Nada mais é dito sobre esta visão. É como se não houvesse nada fora do comum em caminhar pela estrada e encontrar um exército de anjos ao longo do caminho. E para Jacob, isso pode muito bem ter sido verdade.
Ele passou aquela noite no deserto.
E Jacó ficou sozinho; e um homem lutou com ele até o romper do dia. Vendo o homem que não prevalecia contra Jacó, tocou-lhe na coxa; e a coxa de Jacó foi deslocada enquanto ele lutava com ele. Então ele disse: “Deixe-me ir, pois o dia está raiando”. Mas Jacó disse: “Não te deixarei ir, a menos que você me abençoe”. E ele lhe perguntou: “Qual é o seu nome?” E ele disse: “Jacó”. Então ele disse: “Seu nome não será mais chamado Jacó, mas sim Israel, pois você lutou com Deus e com os homens e prevaleceu”. Então Jacó lhe perguntou: “Diga-me, peço-lhe, seu nome”. Mas ele disse: “Por que você pergunta meu nome?” E lá ele o abençoou. Então Jacó chamou o nome daquele lugar de Peniel, dizendo: “Pois vi Deus face a face, mas minha vida foi preservada”. (Gênesis 32:24–30)

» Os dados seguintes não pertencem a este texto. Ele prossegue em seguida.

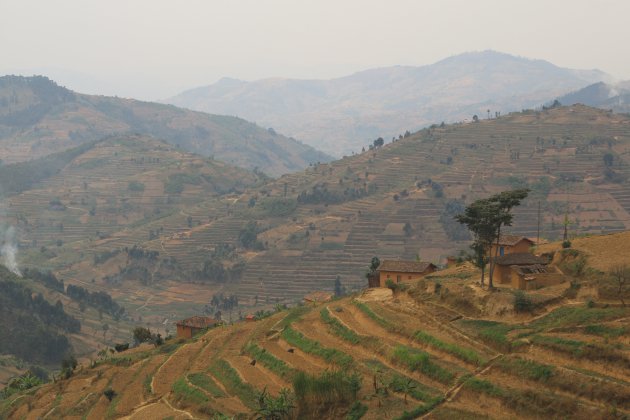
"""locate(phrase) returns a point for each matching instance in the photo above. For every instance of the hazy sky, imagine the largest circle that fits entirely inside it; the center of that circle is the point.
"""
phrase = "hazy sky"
(152, 49)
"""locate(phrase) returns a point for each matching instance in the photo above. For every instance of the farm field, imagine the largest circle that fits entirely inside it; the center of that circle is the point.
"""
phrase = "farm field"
(400, 356)
(161, 230)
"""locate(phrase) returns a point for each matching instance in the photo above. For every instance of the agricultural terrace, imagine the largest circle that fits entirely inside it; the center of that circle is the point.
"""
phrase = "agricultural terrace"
(365, 357)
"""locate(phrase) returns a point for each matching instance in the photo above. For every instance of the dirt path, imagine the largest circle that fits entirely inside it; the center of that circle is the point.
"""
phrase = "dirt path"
(174, 367)
(279, 349)
(316, 330)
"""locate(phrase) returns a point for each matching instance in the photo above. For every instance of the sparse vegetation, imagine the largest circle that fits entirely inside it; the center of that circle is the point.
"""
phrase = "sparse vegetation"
(307, 345)
(206, 383)
(319, 394)
(269, 360)
(462, 353)
(418, 360)
(222, 370)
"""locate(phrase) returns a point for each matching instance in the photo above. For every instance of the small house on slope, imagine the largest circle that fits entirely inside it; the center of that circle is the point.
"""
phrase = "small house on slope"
(188, 327)
(403, 271)
(511, 244)
(318, 297)
(525, 271)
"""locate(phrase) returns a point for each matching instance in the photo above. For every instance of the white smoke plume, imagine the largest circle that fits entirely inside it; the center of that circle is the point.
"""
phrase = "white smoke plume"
(9, 250)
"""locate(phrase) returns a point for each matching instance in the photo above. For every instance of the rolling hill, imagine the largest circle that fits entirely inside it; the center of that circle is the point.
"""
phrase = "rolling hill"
(38, 117)
(395, 201)
(398, 201)
(448, 352)
(601, 95)
(341, 115)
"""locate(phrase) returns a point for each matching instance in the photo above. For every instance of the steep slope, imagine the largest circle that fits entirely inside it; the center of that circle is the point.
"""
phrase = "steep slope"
(341, 115)
(396, 201)
(37, 117)
(42, 323)
(389, 357)
(601, 95)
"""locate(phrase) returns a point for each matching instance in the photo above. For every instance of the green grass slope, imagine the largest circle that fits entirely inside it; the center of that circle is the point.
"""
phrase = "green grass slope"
(38, 117)
(357, 357)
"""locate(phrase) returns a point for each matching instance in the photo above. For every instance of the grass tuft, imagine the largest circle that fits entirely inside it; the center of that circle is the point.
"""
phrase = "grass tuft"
(297, 339)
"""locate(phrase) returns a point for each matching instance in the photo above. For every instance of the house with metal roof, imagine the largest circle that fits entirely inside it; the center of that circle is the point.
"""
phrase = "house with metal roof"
(399, 271)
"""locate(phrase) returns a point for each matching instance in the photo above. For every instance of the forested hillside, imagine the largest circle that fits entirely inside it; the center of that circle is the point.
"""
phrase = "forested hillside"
(31, 327)
(38, 117)
(341, 115)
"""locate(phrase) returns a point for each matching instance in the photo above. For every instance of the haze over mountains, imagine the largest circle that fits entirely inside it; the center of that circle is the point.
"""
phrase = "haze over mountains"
(602, 95)
(342, 115)
(38, 117)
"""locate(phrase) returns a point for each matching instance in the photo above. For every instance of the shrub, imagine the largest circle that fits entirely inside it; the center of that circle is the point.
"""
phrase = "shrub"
(338, 328)
(278, 408)
(522, 302)
(222, 370)
(109, 394)
(418, 360)
(391, 285)
(307, 345)
(183, 391)
(461, 353)
(268, 360)
(357, 410)
(206, 383)
(329, 388)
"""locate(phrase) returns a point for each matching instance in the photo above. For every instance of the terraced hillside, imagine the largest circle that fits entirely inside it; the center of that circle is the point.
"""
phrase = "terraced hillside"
(324, 223)
(398, 200)
(117, 183)
(368, 356)
(38, 117)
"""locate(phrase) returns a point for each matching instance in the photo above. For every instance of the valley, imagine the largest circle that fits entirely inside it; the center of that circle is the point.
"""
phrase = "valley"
(414, 353)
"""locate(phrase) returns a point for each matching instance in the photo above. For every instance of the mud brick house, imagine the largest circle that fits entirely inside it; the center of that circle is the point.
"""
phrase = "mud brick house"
(317, 297)
(188, 327)
(511, 244)
(525, 271)
(402, 271)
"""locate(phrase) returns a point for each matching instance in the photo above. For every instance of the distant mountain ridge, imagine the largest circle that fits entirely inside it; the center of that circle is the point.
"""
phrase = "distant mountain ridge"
(341, 115)
(38, 117)
(601, 95)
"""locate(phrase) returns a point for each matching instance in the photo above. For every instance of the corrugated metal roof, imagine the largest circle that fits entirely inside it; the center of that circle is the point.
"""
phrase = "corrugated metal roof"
(511, 240)
(520, 258)
(405, 266)
(198, 322)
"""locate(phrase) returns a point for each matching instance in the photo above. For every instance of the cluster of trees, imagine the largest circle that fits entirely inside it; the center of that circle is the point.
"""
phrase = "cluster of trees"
(47, 278)
(221, 303)
(99, 300)
(175, 183)
(144, 335)
(21, 176)
(485, 218)
(248, 237)
(137, 253)
(30, 326)
(48, 95)
(102, 257)
(320, 194)
(215, 270)
(454, 231)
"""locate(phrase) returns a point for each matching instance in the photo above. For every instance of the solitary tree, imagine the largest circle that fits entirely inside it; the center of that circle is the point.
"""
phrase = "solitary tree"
(621, 276)
(485, 218)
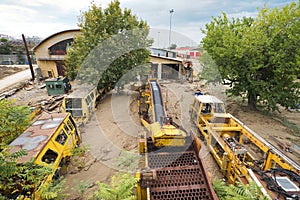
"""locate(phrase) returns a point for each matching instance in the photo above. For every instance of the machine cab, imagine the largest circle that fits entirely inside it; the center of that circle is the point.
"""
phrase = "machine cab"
(206, 106)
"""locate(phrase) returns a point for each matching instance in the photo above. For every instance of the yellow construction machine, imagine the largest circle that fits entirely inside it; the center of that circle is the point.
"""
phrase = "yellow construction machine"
(241, 153)
(170, 167)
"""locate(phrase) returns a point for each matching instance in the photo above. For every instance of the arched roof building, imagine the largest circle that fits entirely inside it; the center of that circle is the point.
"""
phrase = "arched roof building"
(50, 52)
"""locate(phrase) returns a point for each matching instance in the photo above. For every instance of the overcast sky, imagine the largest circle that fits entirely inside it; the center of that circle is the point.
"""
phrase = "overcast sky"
(45, 17)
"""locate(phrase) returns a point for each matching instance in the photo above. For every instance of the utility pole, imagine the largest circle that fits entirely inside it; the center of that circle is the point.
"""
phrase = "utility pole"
(158, 39)
(171, 12)
(28, 58)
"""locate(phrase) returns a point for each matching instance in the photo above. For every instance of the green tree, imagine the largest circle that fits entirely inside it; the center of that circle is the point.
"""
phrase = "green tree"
(121, 187)
(173, 46)
(109, 45)
(13, 120)
(5, 46)
(258, 58)
(17, 180)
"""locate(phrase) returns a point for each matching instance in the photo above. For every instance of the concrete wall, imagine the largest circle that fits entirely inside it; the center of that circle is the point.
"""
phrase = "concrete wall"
(13, 58)
(47, 62)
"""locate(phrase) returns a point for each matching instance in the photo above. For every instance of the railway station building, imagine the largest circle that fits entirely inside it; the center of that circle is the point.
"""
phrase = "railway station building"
(50, 53)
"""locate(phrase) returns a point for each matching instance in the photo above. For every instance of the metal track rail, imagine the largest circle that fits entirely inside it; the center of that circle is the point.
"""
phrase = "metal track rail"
(180, 176)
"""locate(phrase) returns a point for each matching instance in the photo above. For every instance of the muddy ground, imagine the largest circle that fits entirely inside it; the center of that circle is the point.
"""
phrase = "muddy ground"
(115, 128)
(8, 70)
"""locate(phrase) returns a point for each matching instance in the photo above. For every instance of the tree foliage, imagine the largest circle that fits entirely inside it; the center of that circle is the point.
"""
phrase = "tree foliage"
(5, 46)
(121, 187)
(110, 44)
(259, 58)
(13, 120)
(17, 180)
(250, 191)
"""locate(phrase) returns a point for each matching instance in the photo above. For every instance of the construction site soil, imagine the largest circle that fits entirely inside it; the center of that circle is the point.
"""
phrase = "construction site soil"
(8, 70)
(115, 128)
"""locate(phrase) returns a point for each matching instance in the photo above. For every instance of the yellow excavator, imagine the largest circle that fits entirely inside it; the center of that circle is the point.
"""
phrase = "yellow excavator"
(170, 167)
(241, 153)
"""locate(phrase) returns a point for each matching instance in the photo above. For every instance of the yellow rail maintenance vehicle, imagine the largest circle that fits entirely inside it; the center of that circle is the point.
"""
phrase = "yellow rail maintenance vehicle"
(162, 129)
(231, 143)
(170, 167)
(81, 102)
(49, 141)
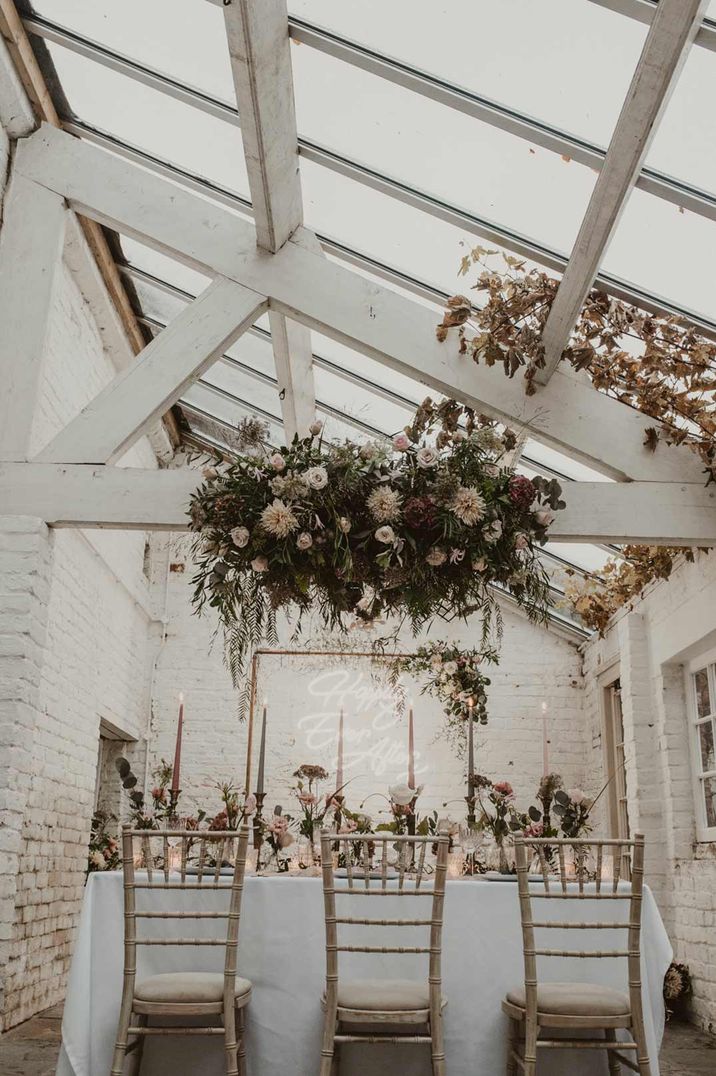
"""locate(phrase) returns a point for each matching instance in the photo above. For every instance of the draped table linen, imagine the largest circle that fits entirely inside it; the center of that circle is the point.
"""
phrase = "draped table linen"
(282, 951)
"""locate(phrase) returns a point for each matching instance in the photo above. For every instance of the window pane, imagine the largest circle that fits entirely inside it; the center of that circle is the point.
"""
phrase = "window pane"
(703, 696)
(706, 740)
(710, 800)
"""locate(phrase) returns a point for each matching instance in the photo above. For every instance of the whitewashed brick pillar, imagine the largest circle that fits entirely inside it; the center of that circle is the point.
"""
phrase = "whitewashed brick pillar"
(25, 567)
(645, 791)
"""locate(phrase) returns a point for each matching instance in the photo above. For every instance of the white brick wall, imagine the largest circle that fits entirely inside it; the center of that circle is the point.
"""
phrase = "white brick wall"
(76, 642)
(669, 626)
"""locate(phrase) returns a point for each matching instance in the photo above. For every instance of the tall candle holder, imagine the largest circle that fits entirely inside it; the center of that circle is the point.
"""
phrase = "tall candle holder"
(258, 826)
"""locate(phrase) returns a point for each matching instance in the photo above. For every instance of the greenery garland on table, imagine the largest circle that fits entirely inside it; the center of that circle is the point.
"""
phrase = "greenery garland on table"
(419, 528)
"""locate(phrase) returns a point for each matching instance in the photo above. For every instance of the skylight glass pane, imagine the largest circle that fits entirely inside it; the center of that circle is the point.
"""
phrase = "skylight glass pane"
(684, 144)
(665, 251)
(151, 121)
(184, 39)
(547, 59)
(438, 150)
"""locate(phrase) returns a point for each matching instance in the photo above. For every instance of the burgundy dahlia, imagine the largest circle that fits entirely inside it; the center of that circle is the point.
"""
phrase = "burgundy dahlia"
(521, 491)
(419, 511)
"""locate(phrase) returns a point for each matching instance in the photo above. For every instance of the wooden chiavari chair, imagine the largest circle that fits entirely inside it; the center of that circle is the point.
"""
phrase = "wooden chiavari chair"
(187, 993)
(405, 1010)
(543, 1006)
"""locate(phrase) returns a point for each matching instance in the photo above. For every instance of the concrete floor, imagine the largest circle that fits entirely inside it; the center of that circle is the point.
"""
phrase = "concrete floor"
(31, 1048)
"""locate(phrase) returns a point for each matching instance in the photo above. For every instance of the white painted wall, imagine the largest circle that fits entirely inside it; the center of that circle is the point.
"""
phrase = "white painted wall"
(647, 648)
(76, 639)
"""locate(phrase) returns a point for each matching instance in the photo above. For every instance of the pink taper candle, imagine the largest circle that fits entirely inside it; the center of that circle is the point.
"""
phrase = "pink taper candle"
(339, 760)
(411, 750)
(178, 749)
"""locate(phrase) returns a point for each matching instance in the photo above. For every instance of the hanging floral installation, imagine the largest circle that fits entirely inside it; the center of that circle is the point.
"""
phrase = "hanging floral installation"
(657, 364)
(418, 528)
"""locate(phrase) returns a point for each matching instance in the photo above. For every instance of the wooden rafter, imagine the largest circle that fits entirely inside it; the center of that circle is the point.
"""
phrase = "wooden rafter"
(126, 497)
(667, 46)
(257, 34)
(567, 414)
(143, 392)
(28, 71)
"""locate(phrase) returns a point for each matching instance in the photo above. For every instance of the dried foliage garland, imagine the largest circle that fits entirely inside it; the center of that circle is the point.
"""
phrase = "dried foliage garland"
(420, 528)
(657, 364)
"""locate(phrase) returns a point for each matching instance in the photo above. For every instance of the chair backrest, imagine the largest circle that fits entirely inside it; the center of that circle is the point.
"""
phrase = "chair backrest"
(593, 875)
(375, 877)
(176, 860)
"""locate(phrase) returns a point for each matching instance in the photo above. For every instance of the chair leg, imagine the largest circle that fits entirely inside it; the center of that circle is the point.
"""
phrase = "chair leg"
(513, 1044)
(230, 1045)
(328, 1053)
(615, 1066)
(531, 1033)
(136, 1056)
(241, 1030)
(123, 1030)
(437, 1042)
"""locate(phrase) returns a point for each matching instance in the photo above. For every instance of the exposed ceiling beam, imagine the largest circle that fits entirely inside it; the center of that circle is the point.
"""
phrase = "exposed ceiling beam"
(38, 94)
(257, 34)
(128, 406)
(481, 227)
(657, 72)
(31, 242)
(644, 11)
(570, 414)
(126, 497)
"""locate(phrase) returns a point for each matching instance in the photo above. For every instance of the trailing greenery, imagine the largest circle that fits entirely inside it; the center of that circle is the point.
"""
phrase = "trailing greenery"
(419, 529)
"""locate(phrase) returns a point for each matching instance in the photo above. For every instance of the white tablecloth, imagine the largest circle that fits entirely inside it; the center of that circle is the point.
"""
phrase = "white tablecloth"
(281, 950)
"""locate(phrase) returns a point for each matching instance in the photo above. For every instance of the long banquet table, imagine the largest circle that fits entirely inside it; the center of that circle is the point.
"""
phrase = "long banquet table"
(282, 951)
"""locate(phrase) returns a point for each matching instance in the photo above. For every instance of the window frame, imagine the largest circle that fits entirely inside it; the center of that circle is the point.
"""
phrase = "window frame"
(706, 661)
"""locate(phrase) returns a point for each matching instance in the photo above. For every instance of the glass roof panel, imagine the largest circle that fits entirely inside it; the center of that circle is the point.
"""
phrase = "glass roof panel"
(548, 59)
(150, 119)
(668, 251)
(466, 163)
(184, 39)
(684, 145)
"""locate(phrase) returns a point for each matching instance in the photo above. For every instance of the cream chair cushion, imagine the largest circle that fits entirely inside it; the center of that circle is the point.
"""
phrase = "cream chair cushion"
(182, 988)
(574, 999)
(383, 995)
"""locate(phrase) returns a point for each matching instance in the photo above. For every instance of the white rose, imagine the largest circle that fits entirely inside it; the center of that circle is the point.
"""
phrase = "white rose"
(317, 478)
(544, 517)
(385, 535)
(426, 457)
(493, 532)
(240, 537)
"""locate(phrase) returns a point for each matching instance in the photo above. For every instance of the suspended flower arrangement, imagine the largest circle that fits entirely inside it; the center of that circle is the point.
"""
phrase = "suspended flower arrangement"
(418, 528)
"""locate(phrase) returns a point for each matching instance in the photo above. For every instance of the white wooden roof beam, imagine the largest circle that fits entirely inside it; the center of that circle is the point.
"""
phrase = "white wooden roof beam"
(128, 497)
(145, 391)
(257, 33)
(342, 303)
(667, 46)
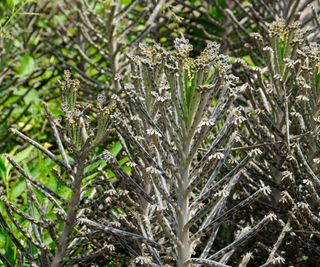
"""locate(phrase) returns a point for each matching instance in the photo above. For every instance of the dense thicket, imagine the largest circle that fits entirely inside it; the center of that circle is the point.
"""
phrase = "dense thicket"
(159, 133)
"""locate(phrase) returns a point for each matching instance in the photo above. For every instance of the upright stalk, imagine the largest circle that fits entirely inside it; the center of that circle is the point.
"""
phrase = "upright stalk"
(71, 216)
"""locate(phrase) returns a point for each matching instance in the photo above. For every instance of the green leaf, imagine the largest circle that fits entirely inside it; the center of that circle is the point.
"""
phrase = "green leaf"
(27, 65)
(115, 148)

Geralmente nos lembramos dessa história como “Jacó lutando com o anjo”, e muitos artistas a pintaram dessa forma. Mas nem todos concordam exatamente sobre quem estava lutando com Jacob. Muitos dos primeiros pensadores cristãos eram da opinião de que se tratava de um anjo; mas Orígenes, o grande estudioso bíblico do século III, pensou que fosse um demônio; e outros pensaram que era Cristo.
O nome dado por Jacó ao lugar parece sugerir que era Deus: “Pois tenho visto a Deus face a face, e ainda assim a minha vida foi preservada”. Tal como na história de Abraão e dos seus três visitantes, nem sempre é fácil fazer a distinção entre Deus e os seus anjos nas histórias do Antigo Testamento.
Quando chegamos ao Novo Testamento, encontramos anjos fazendo o mesmo trabalho que faziam no Antigo Testamento. Mas também descobrimos que a nossa relação com eles é completamente diferente daquela dos heróis do Antigo Testamento.